Types of Material Handling Equipment
Hand-operated carts, like hand trucks, dollies, pallet jacks, and A-Frame carts, offer increased mobility in tight spaces, more accessible transportation of goods, and reduced manual labor. All of which leads to increased efficiency. Most hand-operated material handlers are designed to be easily maneuvered by just one person, reducing the amount of manual labor required.
Hand Trucks are perfect for various applications, including order picking, workstation and assembly cell replenishment, lean manufacturing, and other material handling requirements. Most modern hand trucks are built with ergonomics and safety in mind. When maneuvering the cart correctly, the warehouse staff can safely transport materials and stay free from injury.
Pallet Jacks or pallet trucks are cousins of dollies, hand trucks, and forklifts, designed with parallel forks so a single person can move pallets. They can feature a manual pump system similar to a car jack to lift the pallets, or they can have an electric lift system.
A-Frame Carts are designed to move large quantities of long, flat materials such as glass windows, door frames, partitions, and sheet stock and can be loaded from either side, offering versatility. In addition, they can carry heavier loads than a conventional hand truck or dolly, making them ideal for moving large, heavy objects such as metal security doors or sheets of plywood.
This category will include all industrial trucks, such as forklifts and side loaders. While these machines require more space to maneuver, they can handle larger, heavier loads than a hand-operated cart.
Forklifts or lift trucks are a valuable staple of many warehouse settings. While they are primarily designed to load pallet racks, you can further increase the utility of forklifts by adding attachable trailers that can also be loaded with materials. This turns the forklift into a train engine of sorts.

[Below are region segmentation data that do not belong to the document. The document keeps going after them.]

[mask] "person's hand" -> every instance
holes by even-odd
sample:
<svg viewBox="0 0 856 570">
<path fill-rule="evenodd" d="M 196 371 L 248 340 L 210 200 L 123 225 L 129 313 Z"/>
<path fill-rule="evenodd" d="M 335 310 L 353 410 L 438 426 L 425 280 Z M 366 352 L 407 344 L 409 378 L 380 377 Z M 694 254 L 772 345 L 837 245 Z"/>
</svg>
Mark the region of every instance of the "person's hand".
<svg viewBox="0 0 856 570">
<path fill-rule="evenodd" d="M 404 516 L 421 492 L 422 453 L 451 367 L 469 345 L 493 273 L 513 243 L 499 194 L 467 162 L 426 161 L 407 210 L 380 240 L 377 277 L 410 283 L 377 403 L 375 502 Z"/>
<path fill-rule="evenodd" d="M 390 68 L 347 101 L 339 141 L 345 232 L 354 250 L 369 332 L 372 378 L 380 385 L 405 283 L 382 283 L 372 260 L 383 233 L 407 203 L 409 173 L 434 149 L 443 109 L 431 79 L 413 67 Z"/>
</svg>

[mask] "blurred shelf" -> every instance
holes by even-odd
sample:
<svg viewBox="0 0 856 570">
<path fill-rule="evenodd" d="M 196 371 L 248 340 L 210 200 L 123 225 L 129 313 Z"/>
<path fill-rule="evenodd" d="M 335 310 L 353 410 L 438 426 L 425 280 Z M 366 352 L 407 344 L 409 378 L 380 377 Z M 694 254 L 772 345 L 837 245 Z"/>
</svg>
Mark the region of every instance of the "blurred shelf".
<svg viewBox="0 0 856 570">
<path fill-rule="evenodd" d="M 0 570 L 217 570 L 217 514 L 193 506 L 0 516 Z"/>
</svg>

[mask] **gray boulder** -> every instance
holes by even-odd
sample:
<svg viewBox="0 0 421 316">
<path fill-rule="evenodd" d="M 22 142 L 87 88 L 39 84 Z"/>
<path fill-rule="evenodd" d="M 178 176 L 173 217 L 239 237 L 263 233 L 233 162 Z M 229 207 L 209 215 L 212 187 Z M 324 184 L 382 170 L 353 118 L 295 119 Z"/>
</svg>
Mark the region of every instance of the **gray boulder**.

Side Loaders are a type of forklift designed to pick up longer items or fit narrow aisles. As their name suggests, they can be loaded from several different directions as opposed to a standard forklift that must load directly in front.
Order Pickers are another type of lifting device, but in this case, they raise a platform to the various levels of a pallet rack so that a human order picker can load the platform with the needed materials.
Automated Material Handling Systems
Automated storage and retrieval systems are engineered systems that include Automated Guided Vehicles (AGVs) or Autonomous Mobile Robots (AMRs) working with conveyor systems. Although robotic delivery systems speed up the material handling process, automated equipment often has special requirements for the system to function correctly. While ideal for high-volume order fulfillment distribution centers, they require custom storage racks and a computer management system. In addition, AGVs need flooring that meets specific flatness, levelness, and curvature standards.